Racing against the clock
In addition to achieving global goals for health and gender equity, there are financial incentives for eliminating malaria: it is a substantial economic and social burden, incurring financial costs for households, both directly in terms of seeking healthcare and indirectly by causing loss in productive economic activity, which in turn reduces economic growth. Identifying more effective means of preventing illness and death from maternal malaria can reduce the economic burden on households and enhance the effectiveness of public investments in malaria control.
Yet the global health community is behind on its commitment to end malaria by 2030, outlined in health agendas including the UN Sustainable Development Goals and WHO’s Global Technical Strategy for Malaria. Prof. Kassoum Kayentao of USTTB, and scientific co-lead of SAFIRE, says, “It took 20 years for WHO to recommend AL to treat malaria in the first trimester. There is an urgent need to provide alternative therapeutic options in this very sensitive phase of pregnancy.”
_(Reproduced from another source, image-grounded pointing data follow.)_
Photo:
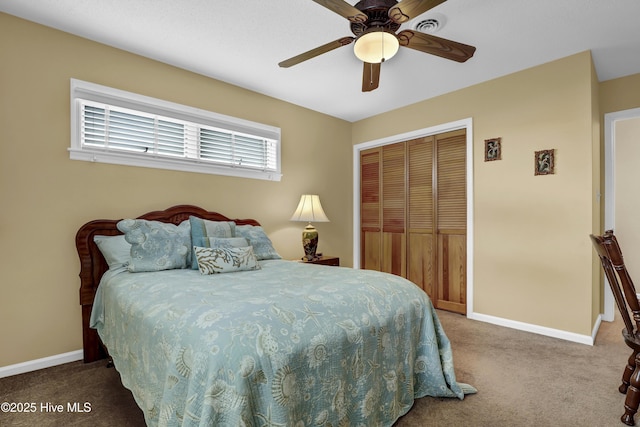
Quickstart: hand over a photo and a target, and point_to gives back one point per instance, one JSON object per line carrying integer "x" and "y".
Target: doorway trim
{"x": 466, "y": 124}
{"x": 610, "y": 120}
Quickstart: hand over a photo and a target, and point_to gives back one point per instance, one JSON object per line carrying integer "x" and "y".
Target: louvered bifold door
{"x": 370, "y": 209}
{"x": 451, "y": 220}
{"x": 420, "y": 214}
{"x": 393, "y": 209}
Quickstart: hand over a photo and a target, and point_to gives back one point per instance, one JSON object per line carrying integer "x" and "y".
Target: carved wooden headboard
{"x": 93, "y": 264}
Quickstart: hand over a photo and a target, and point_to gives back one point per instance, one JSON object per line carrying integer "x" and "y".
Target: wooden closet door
{"x": 451, "y": 219}
{"x": 393, "y": 259}
{"x": 420, "y": 214}
{"x": 370, "y": 209}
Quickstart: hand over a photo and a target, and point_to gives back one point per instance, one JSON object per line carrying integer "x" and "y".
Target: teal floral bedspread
{"x": 290, "y": 344}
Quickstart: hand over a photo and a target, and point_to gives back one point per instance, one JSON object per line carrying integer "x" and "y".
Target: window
{"x": 113, "y": 126}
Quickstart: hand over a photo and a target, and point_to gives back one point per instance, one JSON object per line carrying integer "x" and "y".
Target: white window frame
{"x": 85, "y": 91}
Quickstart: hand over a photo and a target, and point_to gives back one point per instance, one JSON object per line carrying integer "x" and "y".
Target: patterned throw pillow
{"x": 203, "y": 228}
{"x": 223, "y": 242}
{"x": 156, "y": 245}
{"x": 225, "y": 260}
{"x": 258, "y": 239}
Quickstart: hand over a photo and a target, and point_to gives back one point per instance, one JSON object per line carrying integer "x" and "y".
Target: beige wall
{"x": 45, "y": 197}
{"x": 532, "y": 257}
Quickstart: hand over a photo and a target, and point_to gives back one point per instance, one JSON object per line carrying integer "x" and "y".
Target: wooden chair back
{"x": 622, "y": 286}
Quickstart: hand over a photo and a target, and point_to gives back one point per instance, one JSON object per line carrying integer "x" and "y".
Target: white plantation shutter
{"x": 123, "y": 128}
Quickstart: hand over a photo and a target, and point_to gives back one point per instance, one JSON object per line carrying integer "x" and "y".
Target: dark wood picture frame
{"x": 492, "y": 149}
{"x": 544, "y": 162}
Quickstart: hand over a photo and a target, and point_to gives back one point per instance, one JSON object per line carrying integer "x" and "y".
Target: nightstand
{"x": 325, "y": 260}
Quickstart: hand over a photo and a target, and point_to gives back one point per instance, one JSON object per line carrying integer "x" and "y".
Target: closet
{"x": 413, "y": 214}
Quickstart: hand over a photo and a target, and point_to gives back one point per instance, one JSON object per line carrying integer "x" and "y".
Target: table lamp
{"x": 309, "y": 210}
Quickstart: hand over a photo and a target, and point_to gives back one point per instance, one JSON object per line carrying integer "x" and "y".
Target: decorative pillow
{"x": 223, "y": 242}
{"x": 258, "y": 239}
{"x": 225, "y": 260}
{"x": 201, "y": 228}
{"x": 156, "y": 245}
{"x": 115, "y": 250}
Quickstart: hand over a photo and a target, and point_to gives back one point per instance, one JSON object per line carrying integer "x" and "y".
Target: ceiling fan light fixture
{"x": 376, "y": 46}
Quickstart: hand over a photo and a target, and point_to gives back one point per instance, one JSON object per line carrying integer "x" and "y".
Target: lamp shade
{"x": 376, "y": 46}
{"x": 309, "y": 209}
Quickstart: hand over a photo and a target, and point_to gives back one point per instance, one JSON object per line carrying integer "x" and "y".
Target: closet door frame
{"x": 466, "y": 124}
SAFIRE’s ultimate goal is to accelerate progress toward malaria elimination. Data from the study will be communicated to inform policy design and on-the-ground implementation by healthcare practitioners. “The trial will provide an evidence base to make an additional ACT available for malaria treatment in the first trimester, and also contribute to addressing the lack of equity in enrolling pregnant women in clinical trials,” Prof. Kayentao adds.
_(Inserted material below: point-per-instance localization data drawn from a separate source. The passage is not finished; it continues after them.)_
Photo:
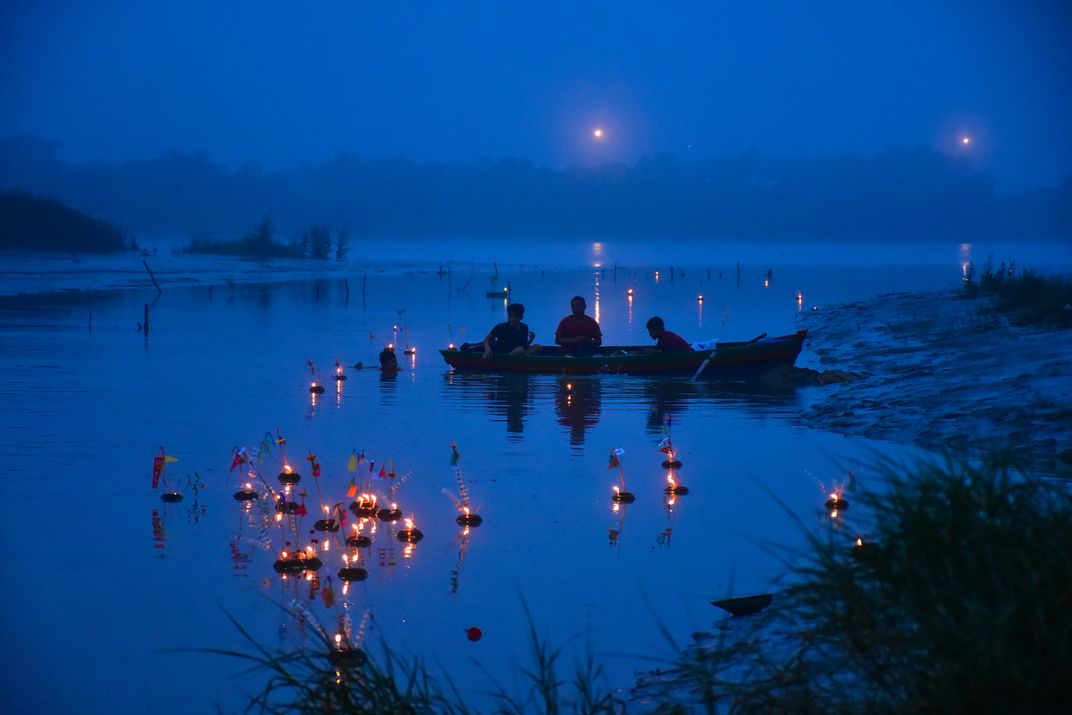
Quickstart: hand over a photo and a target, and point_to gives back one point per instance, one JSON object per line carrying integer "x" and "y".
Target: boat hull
{"x": 725, "y": 361}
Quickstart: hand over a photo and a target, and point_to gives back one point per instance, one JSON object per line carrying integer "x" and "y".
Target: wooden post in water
{"x": 159, "y": 289}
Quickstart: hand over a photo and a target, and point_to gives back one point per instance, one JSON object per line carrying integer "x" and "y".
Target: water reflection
{"x": 577, "y": 404}
{"x": 506, "y": 396}
{"x": 667, "y": 398}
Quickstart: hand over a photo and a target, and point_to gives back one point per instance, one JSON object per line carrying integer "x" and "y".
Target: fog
{"x": 284, "y": 84}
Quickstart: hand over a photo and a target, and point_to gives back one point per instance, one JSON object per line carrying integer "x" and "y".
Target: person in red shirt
{"x": 577, "y": 332}
{"x": 666, "y": 341}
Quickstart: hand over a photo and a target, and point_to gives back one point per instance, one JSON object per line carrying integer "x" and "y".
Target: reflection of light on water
{"x": 596, "y": 316}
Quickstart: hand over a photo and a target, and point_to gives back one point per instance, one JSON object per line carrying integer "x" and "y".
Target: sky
{"x": 284, "y": 83}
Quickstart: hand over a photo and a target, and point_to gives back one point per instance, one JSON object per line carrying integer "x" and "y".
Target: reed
{"x": 1032, "y": 298}
{"x": 958, "y": 605}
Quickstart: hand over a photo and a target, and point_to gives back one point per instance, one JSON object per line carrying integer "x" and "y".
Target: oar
{"x": 703, "y": 366}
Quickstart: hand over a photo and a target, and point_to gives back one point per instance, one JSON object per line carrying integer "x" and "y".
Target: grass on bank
{"x": 1031, "y": 297}
{"x": 958, "y": 601}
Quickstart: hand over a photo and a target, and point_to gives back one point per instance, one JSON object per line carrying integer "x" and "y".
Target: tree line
{"x": 901, "y": 193}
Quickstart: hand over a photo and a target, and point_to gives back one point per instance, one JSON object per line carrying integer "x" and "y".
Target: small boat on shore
{"x": 726, "y": 360}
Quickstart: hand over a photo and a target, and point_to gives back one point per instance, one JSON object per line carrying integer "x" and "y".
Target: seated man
{"x": 667, "y": 341}
{"x": 577, "y": 332}
{"x": 509, "y": 338}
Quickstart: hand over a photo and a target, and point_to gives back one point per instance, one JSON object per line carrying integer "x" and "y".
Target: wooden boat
{"x": 727, "y": 360}
{"x": 744, "y": 605}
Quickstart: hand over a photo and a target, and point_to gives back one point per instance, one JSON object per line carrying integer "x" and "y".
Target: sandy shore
{"x": 946, "y": 373}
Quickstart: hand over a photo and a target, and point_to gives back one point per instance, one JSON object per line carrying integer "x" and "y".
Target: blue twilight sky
{"x": 281, "y": 83}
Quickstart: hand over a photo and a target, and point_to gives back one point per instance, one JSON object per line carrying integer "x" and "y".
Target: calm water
{"x": 112, "y": 584}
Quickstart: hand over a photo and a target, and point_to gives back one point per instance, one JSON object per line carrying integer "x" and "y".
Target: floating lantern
{"x": 348, "y": 574}
{"x": 347, "y": 656}
{"x": 392, "y": 514}
{"x": 469, "y": 519}
{"x": 673, "y": 488}
{"x": 836, "y": 503}
{"x": 864, "y": 549}
{"x": 288, "y": 563}
{"x": 288, "y": 476}
{"x": 365, "y": 505}
{"x": 283, "y": 506}
{"x": 411, "y": 534}
{"x": 246, "y": 493}
{"x": 310, "y": 561}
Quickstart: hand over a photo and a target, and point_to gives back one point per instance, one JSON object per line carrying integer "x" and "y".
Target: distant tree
{"x": 259, "y": 242}
{"x": 316, "y": 241}
{"x": 342, "y": 242}
{"x": 45, "y": 224}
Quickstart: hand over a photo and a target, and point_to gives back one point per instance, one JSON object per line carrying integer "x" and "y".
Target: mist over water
{"x": 128, "y": 578}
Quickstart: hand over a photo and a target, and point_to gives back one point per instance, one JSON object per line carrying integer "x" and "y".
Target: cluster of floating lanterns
{"x": 671, "y": 463}
{"x": 366, "y": 506}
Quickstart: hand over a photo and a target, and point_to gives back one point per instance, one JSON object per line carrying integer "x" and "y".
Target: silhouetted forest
{"x": 916, "y": 193}
{"x": 45, "y": 224}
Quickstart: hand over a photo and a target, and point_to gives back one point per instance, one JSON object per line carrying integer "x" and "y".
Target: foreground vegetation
{"x": 1029, "y": 296}
{"x": 314, "y": 242}
{"x": 28, "y": 222}
{"x": 955, "y": 600}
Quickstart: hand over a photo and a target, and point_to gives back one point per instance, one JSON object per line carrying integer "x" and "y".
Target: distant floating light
{"x": 389, "y": 515}
{"x": 348, "y": 574}
{"x": 836, "y": 503}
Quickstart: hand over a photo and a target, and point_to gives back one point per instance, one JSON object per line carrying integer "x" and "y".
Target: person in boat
{"x": 666, "y": 340}
{"x": 510, "y": 338}
{"x": 578, "y": 333}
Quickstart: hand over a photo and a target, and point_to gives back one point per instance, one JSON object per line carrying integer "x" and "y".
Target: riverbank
{"x": 947, "y": 373}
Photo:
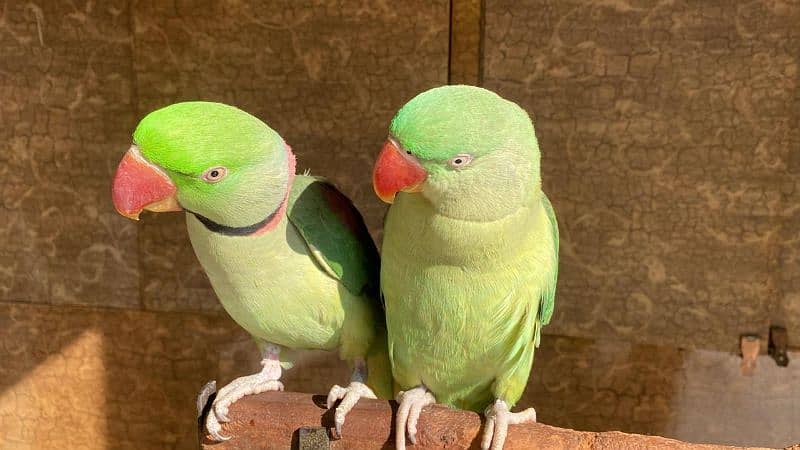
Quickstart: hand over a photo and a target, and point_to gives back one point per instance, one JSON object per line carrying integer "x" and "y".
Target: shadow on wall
{"x": 82, "y": 378}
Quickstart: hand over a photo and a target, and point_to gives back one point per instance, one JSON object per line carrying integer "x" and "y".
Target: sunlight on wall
{"x": 60, "y": 403}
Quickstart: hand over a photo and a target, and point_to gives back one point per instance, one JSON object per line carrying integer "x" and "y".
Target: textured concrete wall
{"x": 75, "y": 77}
{"x": 670, "y": 134}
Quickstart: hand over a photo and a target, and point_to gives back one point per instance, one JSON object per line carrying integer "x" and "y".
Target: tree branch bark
{"x": 272, "y": 421}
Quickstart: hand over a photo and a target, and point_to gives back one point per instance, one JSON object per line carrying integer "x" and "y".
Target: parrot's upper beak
{"x": 139, "y": 185}
{"x": 396, "y": 171}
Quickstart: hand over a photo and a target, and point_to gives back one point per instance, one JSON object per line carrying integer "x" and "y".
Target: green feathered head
{"x": 471, "y": 153}
{"x": 214, "y": 160}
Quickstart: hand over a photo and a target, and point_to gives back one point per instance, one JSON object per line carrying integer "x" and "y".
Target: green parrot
{"x": 288, "y": 255}
{"x": 469, "y": 255}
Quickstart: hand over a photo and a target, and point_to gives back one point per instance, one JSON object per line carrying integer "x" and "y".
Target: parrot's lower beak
{"x": 396, "y": 171}
{"x": 140, "y": 185}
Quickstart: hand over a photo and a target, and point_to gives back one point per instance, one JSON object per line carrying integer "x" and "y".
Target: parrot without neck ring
{"x": 288, "y": 255}
{"x": 469, "y": 255}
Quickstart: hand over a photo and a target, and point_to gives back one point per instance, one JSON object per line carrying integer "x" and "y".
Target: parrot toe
{"x": 411, "y": 404}
{"x": 349, "y": 396}
{"x": 498, "y": 418}
{"x": 252, "y": 384}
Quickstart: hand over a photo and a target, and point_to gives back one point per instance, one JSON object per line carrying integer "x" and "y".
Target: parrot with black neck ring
{"x": 288, "y": 256}
{"x": 469, "y": 256}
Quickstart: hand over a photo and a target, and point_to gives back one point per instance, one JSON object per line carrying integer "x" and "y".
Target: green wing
{"x": 335, "y": 233}
{"x": 549, "y": 292}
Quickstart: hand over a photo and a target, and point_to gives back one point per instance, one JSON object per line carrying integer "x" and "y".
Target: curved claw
{"x": 238, "y": 388}
{"x": 498, "y": 418}
{"x": 411, "y": 404}
{"x": 350, "y": 397}
{"x": 215, "y": 429}
{"x": 336, "y": 393}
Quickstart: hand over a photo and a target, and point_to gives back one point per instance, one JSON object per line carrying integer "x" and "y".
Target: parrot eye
{"x": 459, "y": 161}
{"x": 214, "y": 174}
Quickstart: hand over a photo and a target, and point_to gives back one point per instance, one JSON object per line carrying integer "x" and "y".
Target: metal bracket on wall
{"x": 779, "y": 345}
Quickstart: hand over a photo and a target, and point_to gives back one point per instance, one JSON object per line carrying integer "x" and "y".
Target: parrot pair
{"x": 469, "y": 257}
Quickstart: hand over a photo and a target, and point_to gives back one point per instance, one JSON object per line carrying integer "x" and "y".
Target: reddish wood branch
{"x": 272, "y": 420}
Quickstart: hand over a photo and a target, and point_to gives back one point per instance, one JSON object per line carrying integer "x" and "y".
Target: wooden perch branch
{"x": 273, "y": 421}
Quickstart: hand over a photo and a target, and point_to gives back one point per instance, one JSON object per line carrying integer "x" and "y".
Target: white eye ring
{"x": 459, "y": 161}
{"x": 214, "y": 174}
Dr. Michael Makanga, Executive Director of Global Health EDCTP3, says, “Malaria during pregnancy can cause serious maternal and newborn health issues. That is why we are supporting this crucial project, SAFIRE, with over €5 million. With an innovative and inclusive adaptive platform trial approach, we hope it will provide sound evidence for the further development of safe and efficient treatment options for pregnant women.”